= Alonso Álvarez de Soria =

Spanish adventurer and poet

Alonso Álvarez de Soria (1573–1603) was a Spanish adventurer and poet of the Spanish Golden Age. He was known as el Tuerto (the One-Eyed). His short but eventful life ended on the gallows.

==Life==
Soria was born in Seville in 1573. He went to the Americas as a soldier (1595–1596) before returning to Seville.

As a satirical poet, Soria associated closely with the literati of Seville. Soria's works are frequently confused with those of Góngora and Quevedo. He had a reputation as a womanizer, and served as the model for the seducer Loaysa in Cervantes' El celoso extremeño (The Jealous Extremaduran). He also appeared in Cervantes' Viaje del Parnaso (Journey to Parnassus).

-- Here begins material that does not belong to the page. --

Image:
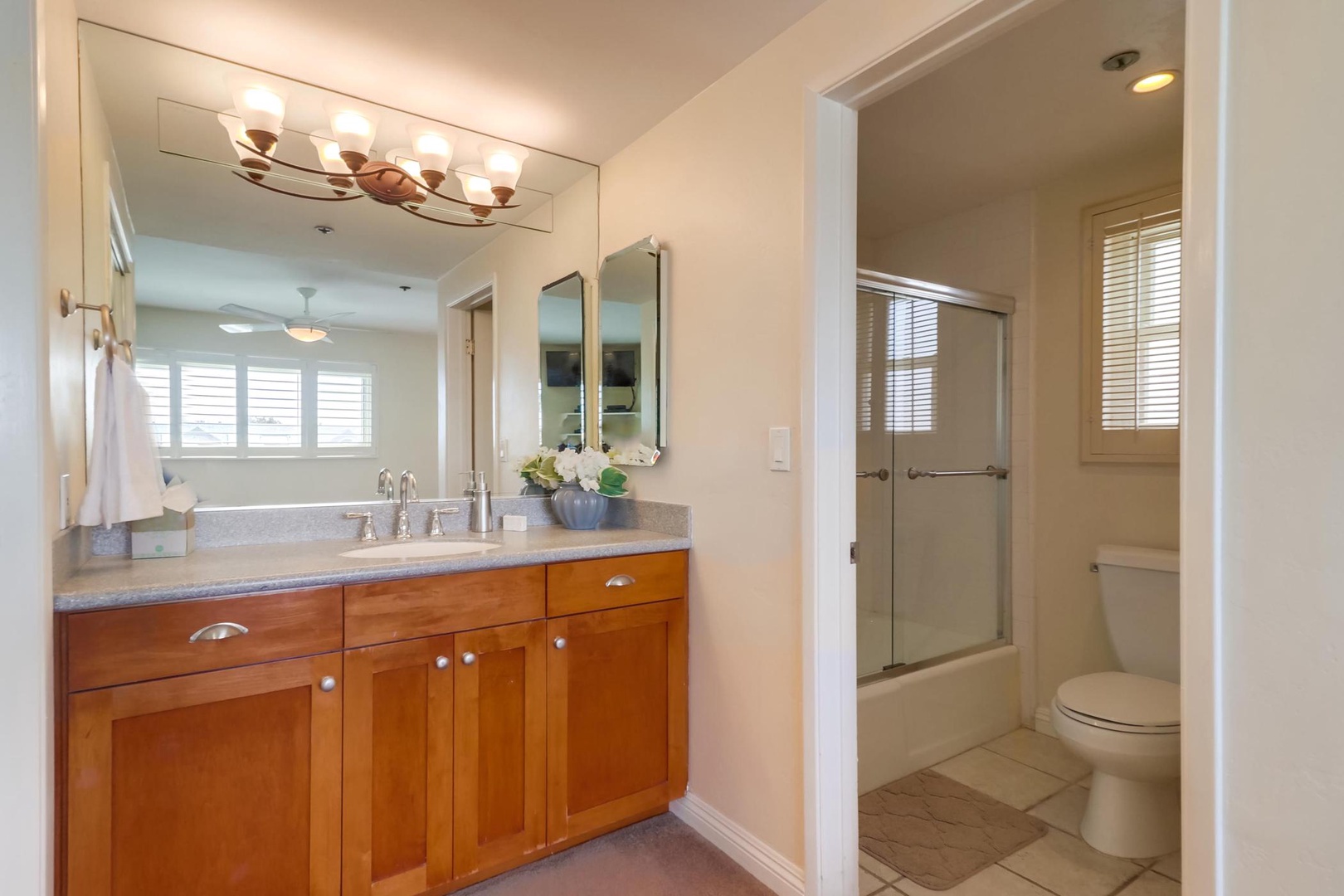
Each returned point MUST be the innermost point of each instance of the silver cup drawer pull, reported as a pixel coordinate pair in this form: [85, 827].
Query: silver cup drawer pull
[218, 631]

In 1603 Soria invented versos de cabo roto, a form of poetry in which the last (unstressed) syllable of each line is truncated. Several of Cervantes' poems in the prologue to Don Quixote are in this form, which "enjoyed some transitory popularity." One of Cervantes' poems ends in this way:

Dexa que el hombre de juy—
en las obras que compo—
se vaya con pies de plo—;
que el que saca a luz pape—
para entretener donze—,
escriue a tontas y a lo—.

Rutherford (2000) translates the above into English as:

The wise man should be most painsta—
And should proceed very discree—
In all the works that he relea—
For he whose fictional crea—
Are for young ladies' entertai—
Writes without any rhyme or rea—.

Soria composed a short stinging poem against Lope de Vega when the latter sent a manuscript of El peregrino en su patria to Juan de Arguijo for his approval.

A sonnet of Soria's appears in Juan Antonio Calderón's Flores de poetas ilustres de España.

==Death==
In 1603, when Soria was only thirty years old, he was executed by hanging. Don Bernardino González de Avellaneda y Delgadillo, the Asistente of Seville, a victim of Soria's satirical pen, had the authority to send prisoners to the gallows without trial, and applied that authority in Soria's case despite popular protest. The poet Juan de la Cueva protested in verse, with the poem "A don Bernardino de Avellaneda, asistente de Sevilla, queriendo ahorcar a Alonso Álvarez de Soria" ("To Don Bernardino, asistente of Seville, wanting to hang Alonso Álvarez de Soria").

Quevedo alludes to Soria's death in his novel El Buscón (1626).